Une journée avec un avocat en droit des étrangers au barreau de Seine-Saint-Denis : « On perd plus de dossiers qu’on en gagne »
FAIT PRINCIPAL
Au tribunal administratif de Montreuil, une femme algérienne de 50 ans, dénommée Mme M., exprime son inquiétude pour ses enfants, stressés par la situation précaire de leur famille. Arrivée en France en 2018 avec ses deux enfants pour rejoindre son ex-mari, elle conteste une décision de la préfecture de Bobigny qui a refusé sa régularisation, lui imposant une obligation de quitter le territoire français.
CONTEXTE FACTUEL
Mme M. a déposé sa demande de carte de séjour auprès des services préfectoraux, où elle a rencontré Parfait Masilu, avocat spécialisé en droit des étrangers. Ce dernier, âgé de 42 ans, est l’un des rares avocats à accompagner les demandeurs directement en préfecture, ce qui, selon lui, permet de débloquer certaines situations complexes.
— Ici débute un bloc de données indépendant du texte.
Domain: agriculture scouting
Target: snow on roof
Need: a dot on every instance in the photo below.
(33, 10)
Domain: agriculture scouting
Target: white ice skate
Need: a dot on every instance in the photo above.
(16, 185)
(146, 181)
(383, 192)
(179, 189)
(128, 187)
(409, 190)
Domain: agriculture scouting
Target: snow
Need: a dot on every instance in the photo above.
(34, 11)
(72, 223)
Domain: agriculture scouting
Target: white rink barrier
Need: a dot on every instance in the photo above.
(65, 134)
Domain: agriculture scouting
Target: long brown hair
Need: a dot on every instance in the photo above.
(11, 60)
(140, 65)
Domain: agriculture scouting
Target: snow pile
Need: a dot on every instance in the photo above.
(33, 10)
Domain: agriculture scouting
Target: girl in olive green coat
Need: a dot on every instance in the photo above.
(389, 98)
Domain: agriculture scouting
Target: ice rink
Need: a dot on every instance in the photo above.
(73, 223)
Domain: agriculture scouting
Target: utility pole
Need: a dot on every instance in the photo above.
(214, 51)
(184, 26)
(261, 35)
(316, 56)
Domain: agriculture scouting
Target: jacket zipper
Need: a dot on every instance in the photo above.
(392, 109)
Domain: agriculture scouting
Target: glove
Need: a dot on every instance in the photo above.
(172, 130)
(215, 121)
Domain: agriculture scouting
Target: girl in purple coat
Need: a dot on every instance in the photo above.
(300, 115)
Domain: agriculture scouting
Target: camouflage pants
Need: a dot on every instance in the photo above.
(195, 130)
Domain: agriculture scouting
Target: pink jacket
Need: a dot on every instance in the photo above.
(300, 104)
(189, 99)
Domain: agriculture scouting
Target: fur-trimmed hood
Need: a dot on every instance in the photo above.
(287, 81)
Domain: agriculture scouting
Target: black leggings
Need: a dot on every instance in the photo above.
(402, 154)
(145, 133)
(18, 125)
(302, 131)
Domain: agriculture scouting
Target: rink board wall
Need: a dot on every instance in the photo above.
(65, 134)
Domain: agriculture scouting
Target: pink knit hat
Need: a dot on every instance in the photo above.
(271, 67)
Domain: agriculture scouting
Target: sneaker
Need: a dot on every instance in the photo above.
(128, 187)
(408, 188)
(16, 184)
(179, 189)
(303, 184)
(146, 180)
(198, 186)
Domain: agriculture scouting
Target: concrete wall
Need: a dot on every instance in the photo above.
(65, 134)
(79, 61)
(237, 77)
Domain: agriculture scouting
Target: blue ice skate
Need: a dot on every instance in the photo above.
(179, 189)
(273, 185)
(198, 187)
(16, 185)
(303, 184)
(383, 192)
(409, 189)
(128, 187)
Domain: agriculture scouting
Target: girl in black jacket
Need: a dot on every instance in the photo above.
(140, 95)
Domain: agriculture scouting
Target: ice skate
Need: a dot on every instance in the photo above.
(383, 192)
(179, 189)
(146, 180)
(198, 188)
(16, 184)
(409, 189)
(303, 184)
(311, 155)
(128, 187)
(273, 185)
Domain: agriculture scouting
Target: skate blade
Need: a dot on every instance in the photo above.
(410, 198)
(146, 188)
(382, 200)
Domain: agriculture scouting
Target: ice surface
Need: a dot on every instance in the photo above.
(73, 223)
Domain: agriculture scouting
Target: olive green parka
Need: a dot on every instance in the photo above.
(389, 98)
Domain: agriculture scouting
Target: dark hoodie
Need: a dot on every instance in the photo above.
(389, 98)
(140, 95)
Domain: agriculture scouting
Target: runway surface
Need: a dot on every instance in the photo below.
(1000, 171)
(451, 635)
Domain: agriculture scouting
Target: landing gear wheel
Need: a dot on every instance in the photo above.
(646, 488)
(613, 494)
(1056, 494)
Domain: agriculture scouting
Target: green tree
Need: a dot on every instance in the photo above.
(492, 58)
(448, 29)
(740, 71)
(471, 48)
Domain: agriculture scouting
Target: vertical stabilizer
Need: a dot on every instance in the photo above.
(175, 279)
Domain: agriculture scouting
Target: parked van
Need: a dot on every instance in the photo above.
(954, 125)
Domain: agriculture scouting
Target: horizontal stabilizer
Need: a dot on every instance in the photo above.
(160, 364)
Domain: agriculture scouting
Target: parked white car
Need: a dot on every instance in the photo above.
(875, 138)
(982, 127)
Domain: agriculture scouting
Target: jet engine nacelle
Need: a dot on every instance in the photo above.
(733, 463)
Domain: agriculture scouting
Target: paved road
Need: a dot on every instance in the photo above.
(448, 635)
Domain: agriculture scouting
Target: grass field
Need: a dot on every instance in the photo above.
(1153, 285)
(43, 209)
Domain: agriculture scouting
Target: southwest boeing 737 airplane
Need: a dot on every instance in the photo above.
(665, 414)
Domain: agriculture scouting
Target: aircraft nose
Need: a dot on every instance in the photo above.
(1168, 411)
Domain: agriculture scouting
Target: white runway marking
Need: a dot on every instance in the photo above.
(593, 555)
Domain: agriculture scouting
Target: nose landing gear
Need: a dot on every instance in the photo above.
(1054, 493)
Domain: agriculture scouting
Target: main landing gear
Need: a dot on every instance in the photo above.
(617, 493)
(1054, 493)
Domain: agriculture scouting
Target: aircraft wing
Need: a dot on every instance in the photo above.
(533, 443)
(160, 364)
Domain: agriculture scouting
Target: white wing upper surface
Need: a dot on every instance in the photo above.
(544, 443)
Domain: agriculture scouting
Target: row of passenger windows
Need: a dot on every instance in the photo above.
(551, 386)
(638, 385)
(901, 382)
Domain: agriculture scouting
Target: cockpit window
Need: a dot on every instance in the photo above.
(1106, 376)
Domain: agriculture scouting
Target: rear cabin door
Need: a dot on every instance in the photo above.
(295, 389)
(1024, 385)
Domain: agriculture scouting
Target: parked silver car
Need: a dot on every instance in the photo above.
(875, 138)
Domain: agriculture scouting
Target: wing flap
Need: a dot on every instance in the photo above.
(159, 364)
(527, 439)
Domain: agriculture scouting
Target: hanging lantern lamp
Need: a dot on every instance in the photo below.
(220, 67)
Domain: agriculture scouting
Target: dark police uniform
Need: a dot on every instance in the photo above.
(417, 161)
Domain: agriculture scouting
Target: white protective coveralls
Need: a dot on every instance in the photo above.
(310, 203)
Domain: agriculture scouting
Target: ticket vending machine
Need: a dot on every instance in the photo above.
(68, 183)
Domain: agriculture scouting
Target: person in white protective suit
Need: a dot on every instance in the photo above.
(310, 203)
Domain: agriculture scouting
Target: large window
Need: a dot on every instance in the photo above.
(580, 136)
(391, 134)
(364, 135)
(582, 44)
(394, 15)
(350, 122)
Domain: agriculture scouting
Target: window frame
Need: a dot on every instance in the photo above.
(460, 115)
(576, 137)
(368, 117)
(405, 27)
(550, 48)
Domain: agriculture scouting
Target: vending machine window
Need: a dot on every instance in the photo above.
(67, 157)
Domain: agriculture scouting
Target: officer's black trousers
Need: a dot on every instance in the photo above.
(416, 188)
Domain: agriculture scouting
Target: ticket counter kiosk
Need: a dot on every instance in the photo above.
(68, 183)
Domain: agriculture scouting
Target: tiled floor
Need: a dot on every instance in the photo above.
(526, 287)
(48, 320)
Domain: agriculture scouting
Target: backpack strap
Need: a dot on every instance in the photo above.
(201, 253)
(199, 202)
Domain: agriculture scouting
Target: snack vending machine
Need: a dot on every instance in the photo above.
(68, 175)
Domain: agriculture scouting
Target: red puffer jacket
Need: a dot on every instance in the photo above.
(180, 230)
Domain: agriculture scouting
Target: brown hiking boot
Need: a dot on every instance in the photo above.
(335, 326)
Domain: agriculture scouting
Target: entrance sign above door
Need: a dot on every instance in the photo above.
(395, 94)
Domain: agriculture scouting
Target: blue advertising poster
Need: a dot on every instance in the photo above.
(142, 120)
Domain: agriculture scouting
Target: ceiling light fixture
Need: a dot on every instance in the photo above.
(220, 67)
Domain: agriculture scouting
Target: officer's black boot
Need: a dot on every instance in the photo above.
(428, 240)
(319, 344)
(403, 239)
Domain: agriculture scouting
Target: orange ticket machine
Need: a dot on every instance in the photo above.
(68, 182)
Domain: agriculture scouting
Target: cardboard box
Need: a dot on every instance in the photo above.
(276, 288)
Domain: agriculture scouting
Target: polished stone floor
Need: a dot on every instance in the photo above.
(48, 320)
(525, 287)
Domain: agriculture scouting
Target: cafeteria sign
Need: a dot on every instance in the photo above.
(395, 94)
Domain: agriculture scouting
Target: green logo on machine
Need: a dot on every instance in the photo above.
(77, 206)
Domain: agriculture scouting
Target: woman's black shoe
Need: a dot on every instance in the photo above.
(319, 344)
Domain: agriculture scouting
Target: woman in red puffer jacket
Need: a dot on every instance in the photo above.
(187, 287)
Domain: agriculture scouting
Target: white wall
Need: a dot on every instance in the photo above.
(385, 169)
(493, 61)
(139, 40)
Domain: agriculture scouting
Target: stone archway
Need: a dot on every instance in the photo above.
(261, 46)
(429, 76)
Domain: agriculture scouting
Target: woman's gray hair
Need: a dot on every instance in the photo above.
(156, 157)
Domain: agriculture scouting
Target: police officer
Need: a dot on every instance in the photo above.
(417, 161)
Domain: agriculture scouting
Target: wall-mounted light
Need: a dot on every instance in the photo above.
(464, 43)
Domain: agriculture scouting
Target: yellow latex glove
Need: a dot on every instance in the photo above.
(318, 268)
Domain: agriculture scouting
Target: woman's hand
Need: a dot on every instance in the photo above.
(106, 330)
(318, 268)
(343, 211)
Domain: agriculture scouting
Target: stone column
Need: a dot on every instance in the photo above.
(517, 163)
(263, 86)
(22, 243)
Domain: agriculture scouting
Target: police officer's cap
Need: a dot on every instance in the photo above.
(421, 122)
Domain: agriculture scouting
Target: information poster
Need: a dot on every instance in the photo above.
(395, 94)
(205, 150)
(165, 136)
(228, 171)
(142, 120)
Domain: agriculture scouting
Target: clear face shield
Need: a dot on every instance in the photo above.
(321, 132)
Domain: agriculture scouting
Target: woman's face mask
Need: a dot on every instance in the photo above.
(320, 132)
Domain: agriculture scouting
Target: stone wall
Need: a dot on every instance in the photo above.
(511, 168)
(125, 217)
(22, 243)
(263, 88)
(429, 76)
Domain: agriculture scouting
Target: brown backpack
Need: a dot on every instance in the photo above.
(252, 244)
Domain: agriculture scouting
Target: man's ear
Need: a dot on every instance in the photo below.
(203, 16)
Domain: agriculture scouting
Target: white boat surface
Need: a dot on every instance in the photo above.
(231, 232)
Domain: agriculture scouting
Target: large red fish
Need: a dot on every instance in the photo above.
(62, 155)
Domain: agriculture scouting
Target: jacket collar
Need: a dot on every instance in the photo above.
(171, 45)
À la barre, il souligne l’incohérence du système qui refuse à cette mère sans papiers le droit de travailler tout en justifiant le rejet de son dossier par une prétendue « absence d’intégration » et d’« insertion professionnelle ».
DONNÉES OU STATISTIQUES
Selon les données de l’INSEE, environ 30% des demandes de titres de séjour sont refusées chaque année, ce qui souligne la difficulté rencontrée par de nombreux étrangers souhaitant s’établir en France. En Seine-Saint-Denis, cette situation est particulièrement préoccupante, avec un taux de refus qui peut atteindre des niveaux alarmants, impactant la vie de milliers de familles.
CONSÉQUENCE DIRECTE
La situation de Mme M. illustre les défis quotidiens auxquels font face de nombreux étrangers en France, exacerbés par un système administratif jugé rigide et parfois incohérent.